I built a reasonably basic client-server IoT setup in C++ with a Raspberry Pi 5 server and a few Raspberry Pi Pico W clients. It's nothing special, just keeps track of some temperature and voltage readings for an off grid solar and hydropower system that powers a couple of houses.
I am struggling with the Raspberry Pi Pico W clients randomly crashing outputting *** PANIC *** now and then. If I could work out how catch and handle whatever the error is I could consider the system functional. Even a hard reboot and just start again would be better than as is having to pull the plug to get it working again.
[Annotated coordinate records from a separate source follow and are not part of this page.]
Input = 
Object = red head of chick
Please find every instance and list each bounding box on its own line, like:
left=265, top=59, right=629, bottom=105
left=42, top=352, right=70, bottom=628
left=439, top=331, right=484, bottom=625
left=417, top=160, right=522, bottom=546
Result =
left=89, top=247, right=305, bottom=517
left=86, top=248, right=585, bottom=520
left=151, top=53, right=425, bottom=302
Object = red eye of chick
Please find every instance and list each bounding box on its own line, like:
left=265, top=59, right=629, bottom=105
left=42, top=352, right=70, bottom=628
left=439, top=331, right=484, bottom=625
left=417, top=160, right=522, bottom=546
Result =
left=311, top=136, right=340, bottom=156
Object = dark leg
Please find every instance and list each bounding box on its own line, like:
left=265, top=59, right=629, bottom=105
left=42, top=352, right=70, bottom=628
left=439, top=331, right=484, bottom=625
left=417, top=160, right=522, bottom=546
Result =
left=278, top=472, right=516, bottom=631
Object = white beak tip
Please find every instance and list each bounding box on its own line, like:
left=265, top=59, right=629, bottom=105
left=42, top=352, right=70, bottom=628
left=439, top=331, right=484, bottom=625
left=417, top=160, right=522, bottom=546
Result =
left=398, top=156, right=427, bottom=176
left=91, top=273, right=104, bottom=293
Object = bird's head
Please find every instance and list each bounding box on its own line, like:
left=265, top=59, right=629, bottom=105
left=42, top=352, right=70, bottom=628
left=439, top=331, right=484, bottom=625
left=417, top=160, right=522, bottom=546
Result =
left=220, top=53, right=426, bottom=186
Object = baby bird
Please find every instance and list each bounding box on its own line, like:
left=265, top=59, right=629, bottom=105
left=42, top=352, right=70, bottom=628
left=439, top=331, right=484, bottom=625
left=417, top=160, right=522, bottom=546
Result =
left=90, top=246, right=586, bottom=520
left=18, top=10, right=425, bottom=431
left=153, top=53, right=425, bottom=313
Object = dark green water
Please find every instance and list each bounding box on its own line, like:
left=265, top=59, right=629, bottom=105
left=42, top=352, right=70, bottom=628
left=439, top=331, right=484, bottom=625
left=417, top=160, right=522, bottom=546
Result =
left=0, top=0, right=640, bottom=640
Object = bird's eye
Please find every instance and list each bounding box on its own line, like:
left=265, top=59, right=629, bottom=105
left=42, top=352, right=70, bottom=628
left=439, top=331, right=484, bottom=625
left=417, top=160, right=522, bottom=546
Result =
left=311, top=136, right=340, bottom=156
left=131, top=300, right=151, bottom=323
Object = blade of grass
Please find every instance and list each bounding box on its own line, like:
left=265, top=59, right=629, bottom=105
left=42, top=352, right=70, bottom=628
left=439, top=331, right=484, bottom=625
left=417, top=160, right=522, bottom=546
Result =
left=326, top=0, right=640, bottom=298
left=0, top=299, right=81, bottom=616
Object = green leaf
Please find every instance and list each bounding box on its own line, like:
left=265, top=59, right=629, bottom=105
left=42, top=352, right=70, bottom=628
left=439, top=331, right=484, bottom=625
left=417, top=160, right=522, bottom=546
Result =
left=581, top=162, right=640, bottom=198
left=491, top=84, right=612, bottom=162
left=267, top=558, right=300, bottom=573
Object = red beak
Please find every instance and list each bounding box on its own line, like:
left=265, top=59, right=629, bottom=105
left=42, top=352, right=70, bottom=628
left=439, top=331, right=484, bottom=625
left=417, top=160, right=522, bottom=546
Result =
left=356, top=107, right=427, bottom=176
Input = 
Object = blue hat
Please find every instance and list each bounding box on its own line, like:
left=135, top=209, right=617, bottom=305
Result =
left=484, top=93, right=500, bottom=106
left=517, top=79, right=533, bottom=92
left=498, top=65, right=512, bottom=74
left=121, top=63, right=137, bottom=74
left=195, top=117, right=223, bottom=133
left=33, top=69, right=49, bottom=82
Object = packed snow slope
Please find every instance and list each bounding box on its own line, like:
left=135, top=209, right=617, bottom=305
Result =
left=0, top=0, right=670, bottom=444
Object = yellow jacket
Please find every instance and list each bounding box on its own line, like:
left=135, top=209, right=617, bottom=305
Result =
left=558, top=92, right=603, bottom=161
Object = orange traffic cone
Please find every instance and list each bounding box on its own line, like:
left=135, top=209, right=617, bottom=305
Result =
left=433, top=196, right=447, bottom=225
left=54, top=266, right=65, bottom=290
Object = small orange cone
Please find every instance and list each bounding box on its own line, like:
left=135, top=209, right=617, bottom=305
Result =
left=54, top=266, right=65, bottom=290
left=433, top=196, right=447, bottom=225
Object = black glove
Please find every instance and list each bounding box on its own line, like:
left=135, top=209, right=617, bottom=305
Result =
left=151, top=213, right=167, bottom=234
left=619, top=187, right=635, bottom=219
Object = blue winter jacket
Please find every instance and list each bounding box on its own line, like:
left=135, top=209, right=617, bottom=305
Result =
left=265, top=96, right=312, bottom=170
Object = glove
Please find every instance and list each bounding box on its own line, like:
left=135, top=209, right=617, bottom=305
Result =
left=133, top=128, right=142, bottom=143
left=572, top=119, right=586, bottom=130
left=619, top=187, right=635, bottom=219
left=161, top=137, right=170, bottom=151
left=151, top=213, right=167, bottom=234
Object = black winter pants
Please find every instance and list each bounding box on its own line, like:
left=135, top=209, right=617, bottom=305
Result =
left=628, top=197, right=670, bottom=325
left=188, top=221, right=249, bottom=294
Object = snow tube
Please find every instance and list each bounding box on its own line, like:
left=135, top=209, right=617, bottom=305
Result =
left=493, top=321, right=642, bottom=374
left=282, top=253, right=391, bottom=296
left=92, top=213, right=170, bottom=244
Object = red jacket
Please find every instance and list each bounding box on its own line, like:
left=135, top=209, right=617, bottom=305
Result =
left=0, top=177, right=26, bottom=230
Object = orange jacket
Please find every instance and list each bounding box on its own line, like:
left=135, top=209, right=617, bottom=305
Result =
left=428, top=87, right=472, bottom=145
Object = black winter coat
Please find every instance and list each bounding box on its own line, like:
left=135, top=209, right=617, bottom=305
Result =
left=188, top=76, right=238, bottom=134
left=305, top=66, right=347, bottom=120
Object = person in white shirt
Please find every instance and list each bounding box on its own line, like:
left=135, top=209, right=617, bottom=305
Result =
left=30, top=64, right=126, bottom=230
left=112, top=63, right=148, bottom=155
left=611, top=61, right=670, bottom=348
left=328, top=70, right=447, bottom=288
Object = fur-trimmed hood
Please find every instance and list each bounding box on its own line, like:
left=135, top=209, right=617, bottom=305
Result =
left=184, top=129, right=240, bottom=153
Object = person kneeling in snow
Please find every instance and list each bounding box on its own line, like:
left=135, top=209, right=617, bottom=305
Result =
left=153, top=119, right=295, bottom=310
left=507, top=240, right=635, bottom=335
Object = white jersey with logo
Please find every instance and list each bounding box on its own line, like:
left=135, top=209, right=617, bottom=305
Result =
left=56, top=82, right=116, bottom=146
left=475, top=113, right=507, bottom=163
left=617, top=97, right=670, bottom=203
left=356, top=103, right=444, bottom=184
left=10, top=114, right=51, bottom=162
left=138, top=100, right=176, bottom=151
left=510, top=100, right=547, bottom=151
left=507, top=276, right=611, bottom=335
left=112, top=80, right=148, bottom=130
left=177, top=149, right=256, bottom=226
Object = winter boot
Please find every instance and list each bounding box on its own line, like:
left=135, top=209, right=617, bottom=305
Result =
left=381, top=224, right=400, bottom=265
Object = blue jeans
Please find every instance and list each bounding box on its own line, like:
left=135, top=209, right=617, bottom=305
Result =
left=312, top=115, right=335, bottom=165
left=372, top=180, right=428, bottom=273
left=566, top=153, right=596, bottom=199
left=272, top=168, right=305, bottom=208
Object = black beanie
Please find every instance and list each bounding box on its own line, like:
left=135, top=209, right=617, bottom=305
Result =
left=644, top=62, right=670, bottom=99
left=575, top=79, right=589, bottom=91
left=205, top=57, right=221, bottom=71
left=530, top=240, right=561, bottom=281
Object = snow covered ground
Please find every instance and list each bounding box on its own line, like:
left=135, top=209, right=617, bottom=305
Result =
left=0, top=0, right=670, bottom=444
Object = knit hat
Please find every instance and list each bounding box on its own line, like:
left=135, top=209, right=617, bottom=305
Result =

This is the last few lines of serial output before the Raspberry Pi Pico W calls exit(1), I included one complete send/receive followed by a send/failedReceive, but there ate many identical successful send/receives
StartTasks...
task1: Connecting to access point JDnD
Connected to wifi with an IP address
MAC ADDRESS: D83ADD3E85F9
IP ADDRESS: 192.168.1.66
task2: Connecting to 192.168.1.1 port 8081
task3: waiting for connection from server.
Connected to 192.168.1.1 port 8081
task3:
Send... 466
Type:TS;Module:D83ADD3E85F9;Device:2846BEA00600004C;Value:22.3C;IP:192.168.1.66;
Type:TS;Module:D83ADD3E85F9;Device:2835BAA006000092;Value:22.7C;IP:192.168.1.66;
Type:TS;Module:D83ADD3E85F9;Device:2873B6A006000074;Value:22.2C;IP:192.168.1.66;
Type:RL;Module:D83ADD3E85F9;Device:Relay1;Value:ON;IP:192.168.1.66;Enable:FALSE;Action:;
Type:RL;Module:D83ADD3E85F9;Device:Relay2;Value:ON;IP:192.168.1.66;Enable:;Action:;
Type:TM;Module:D83ADD3E85F9;Device:Timer1;Value:;
task4: waiting for response from server......
tcp_client_sent: len=466
tcp_client_receive: len=357 err=0
Responce...
Type;TS;Module;;Device;2846BEA00600004C;Value;22.3C;1;
Type;TS;Module;;Device;2835BAA006000092;Value;22.3C;1;
Type;TS;Module;;Device;2873B6A006000074;Value;22.3C;1;
Type;RL;Module;;Device;Relay1;Value;ON;2;Group;Huntsman;Name;Fire1R;Enable;FALSE;2;Action;2873B6A006000074>25;
Value:ON:2;
Enable:FALSE:2;
Type;RL;Module;;Device;Relay2;Value;OFF;1;Group;Huntsman;Name;Heater;Enable;FALSE;Action;;
Type;TM;Module;;Device;Timer1;Value;;
task4: Close Client
StartTasks...
task1: Connecting to access point JDnD
Connected to wifi with an IP address
MAC ADDRESS: D83ADD3E85F9
IP ADDRESS: 192.168.1.66
task2: Connecting to 192.168.1.1 port 8081
task3: waiting for connection from server.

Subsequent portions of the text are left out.